Isso, nem de longe representava o real perigo ao qual Bernardo estava exposto. Quem poderia imaginar: o filho de um médico e enteado de uma enfermeira:

- "A gente analisa que essas pessoas (médico e enfermeira),estão ali para salvar vidas, não destruir. A gente tem eles como referência." - Conta Isoldi Schumann, conselheira tutelar.

Uma companheira de trabalho de Deborah e Isoldi no Conselho Tutelar, ao saber que se tratava de Leandro Boldrini e Graciele Ugulini, pediu para se desligar do processo, em parte por ter um parente em tratamento com o médico e por outra, por ter trabalhado em época anterior com a enfermeira.

- "É o problema de se enxergar as pessoas pela ótica da profissão que exercem, e aqui no Interior, a gente veste a camisa da profissão. Todos te vêem como a jornalista, a psicóloga, a assistente social. Ninguém te imagina com dois discursos, que tu cuide de teus pacientes e não cuide de teus dependentes, teus afetos. As pessoas não queriam se intrometer nessa família." - analisa Ariane Schimdt, ex-psicóloga de Bernardo e amiga de Leandro.
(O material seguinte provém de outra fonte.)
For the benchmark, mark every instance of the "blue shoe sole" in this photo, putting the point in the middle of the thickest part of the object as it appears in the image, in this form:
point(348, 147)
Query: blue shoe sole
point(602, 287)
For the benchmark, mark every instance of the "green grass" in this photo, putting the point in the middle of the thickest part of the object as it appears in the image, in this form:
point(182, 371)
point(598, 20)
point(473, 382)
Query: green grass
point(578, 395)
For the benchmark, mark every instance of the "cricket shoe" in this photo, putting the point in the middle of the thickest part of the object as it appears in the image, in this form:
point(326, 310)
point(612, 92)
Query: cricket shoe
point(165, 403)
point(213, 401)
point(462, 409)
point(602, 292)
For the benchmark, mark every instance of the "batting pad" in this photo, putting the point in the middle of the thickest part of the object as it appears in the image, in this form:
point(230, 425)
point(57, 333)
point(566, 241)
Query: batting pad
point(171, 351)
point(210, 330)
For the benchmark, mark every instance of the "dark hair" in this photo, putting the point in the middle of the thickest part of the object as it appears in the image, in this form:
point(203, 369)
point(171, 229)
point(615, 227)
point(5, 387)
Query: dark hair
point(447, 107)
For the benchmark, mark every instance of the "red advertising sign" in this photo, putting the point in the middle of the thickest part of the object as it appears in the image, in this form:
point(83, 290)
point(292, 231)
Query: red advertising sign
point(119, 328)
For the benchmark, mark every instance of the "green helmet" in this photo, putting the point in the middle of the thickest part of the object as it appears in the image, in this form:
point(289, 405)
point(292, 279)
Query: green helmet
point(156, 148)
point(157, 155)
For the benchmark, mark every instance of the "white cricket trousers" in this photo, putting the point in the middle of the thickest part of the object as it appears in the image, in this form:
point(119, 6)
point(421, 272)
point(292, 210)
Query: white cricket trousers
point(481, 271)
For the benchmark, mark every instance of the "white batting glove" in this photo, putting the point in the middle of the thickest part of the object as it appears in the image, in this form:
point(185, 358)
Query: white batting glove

O Centro de Referência Especializado de Assistência Social (CREAS) sabedor da situação de negligência de que Bernardo era o alvo, resolveu agir, não antes de um certo receio:

- "Imagina nossa situação: ele (Boldrini) poderia nos processar. Dizer: "O que é que essas mulheres estão fazendo aqui? Ele poderia. Nós não tínhamos amparo legal para estar lá. Somos órgãos de atendimento. Não somos órgãos de averiguação, com poder de intervenção. Esse poder é todo do Conselho Tutelar. " Declara Raquel Rafaelli, Psicóloga do CREAs, órgão ligado à Prefeitura de Três Passos.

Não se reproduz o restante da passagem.